<--- Back to all resources

Engineering

February 25, 2026

11 min read

CDC to Kafka: Building an Event Backbone from Database Changes

Use CDC to publish database changes as Kafka events, creating an event-driven backbone for microservices, analytics, and real-time applications without changing application code.

TL;DR: • CDC-to-Kafka turns your database into an event source. Every INSERT, UPDATE, and DELETE becomes a Kafka event that any downstream consumer can subscribe to. • This pattern enables event-driven architecture without rewriting applications or adding event publishing code. The database transaction log IS the event stream. • Topic design (one topic per table vs custom routing), serialization format (Avro vs JSON vs Protobuf), and schema registry integration are the key design decisions.

Most teams arrive at event-driven architecture the hard way. They bolt event publishing into application code, wrestle with dual-write failures, and end up maintaining a fragile mesh of producers scattered across dozens of services. There is a simpler path: treat your database as the event source it already is. Every transaction that commits to your database writes to its transaction log, and Change Data Capture (CDC) can read that log and publish each change as a Kafka event. The result is an event backbone that every downstream system can subscribe to, built without modifying a single line of application code.

This guide walks through the architecture, design decisions, and practical patterns for building a CDC-to-Kafka event backbone.

Why CDC-to-Kafka Instead of Application-Level Events

There are several ways to get database changes into Kafka. Each comes with trade-offs.

Application-level event publishing requires every service that writes to the database to also publish a corresponding event to Kafka. This creates a dual-write problem: you must ensure both the database write and the Kafka publish succeed atomically. If the database commits but the Kafka write fails, your event stream diverges from reality. You can mitigate this with retries and idempotency, but the complexity adds up across every writing service.

The transactional outbox pattern solves dual writes by writing the event to an outbox table within the same database transaction. A separate process then polls the outbox and publishes to Kafka. This guarantees consistency but introduces polling latency, requires an outbox table per service, and still needs custom publishing infrastructure.

Database triggers can fire on row changes and call external systems, but triggers run synchronously within the transaction, adding latency. They are also notoriously difficult to maintain, debug, and scale.

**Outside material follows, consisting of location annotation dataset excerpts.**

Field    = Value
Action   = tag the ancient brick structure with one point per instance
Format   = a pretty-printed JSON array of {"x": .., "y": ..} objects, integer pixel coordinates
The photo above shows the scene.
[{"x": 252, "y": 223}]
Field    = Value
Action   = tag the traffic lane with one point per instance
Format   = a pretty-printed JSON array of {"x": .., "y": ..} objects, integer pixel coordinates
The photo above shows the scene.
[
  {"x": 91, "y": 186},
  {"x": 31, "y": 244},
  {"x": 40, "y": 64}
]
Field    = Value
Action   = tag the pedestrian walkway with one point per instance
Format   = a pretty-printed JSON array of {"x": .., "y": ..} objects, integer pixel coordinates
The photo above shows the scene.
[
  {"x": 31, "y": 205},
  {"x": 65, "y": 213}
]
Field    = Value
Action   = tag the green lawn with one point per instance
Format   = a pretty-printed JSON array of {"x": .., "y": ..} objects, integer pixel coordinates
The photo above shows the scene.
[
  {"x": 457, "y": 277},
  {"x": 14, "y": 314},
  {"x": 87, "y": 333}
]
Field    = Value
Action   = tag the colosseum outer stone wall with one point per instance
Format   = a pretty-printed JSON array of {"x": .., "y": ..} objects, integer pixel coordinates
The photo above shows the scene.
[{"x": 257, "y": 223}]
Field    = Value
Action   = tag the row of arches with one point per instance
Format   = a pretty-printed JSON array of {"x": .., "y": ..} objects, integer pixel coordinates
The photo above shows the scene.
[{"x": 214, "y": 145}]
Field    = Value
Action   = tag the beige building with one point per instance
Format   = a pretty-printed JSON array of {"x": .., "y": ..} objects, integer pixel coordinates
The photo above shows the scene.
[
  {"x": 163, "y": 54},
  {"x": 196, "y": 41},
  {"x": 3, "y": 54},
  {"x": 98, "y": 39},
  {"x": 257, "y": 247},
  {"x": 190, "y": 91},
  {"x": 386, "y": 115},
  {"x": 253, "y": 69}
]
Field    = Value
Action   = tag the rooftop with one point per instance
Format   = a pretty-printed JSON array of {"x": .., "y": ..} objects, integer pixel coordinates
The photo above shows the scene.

CDC from the transaction log sidesteps all of these problems. It reads the write-ahead log (WAL in PostgreSQL, binlog in MySQL, oplog in MongoDB) after the transaction commits. There is no dual-write risk because the database transaction is the single source of truth. There are no application code changes. There is no polling delay; changes are streamed continuously. The transaction log already exists; CDC simply makes it accessible.

CDC turns your existing database into a real-time event source. The transaction log captures every INSERT, UPDATE, and DELETE. CDC reads it and Kafka distributes it.

Architecture Overview

The CDC-to-Kafka architecture has four layers:

┌─────────────┐     ┌─────────┐     ┌─────────────┐     ┌──────────────────┐
│  Source DB   │────▶│   CDC   │────▶│    Kafka     │────▶│   Consumers      │
│ (PostgreSQL, │     │ Capture │     │   Topics     │     │ (Analytics,      │
│  MySQL,      │     │         │     │              │     │  Search, Cache,  │
│  MongoDB)    │     └─────────┘     └─────────────┘     │  Microservices)  │
└─────────────┘                                          └──────────────────┘

Source database - Your operational database. CDC reads from its transaction log using a replication slot (PostgreSQL), binlog reader (MySQL), or change stream (MongoDB). The database continues serving application traffic with minimal overhead.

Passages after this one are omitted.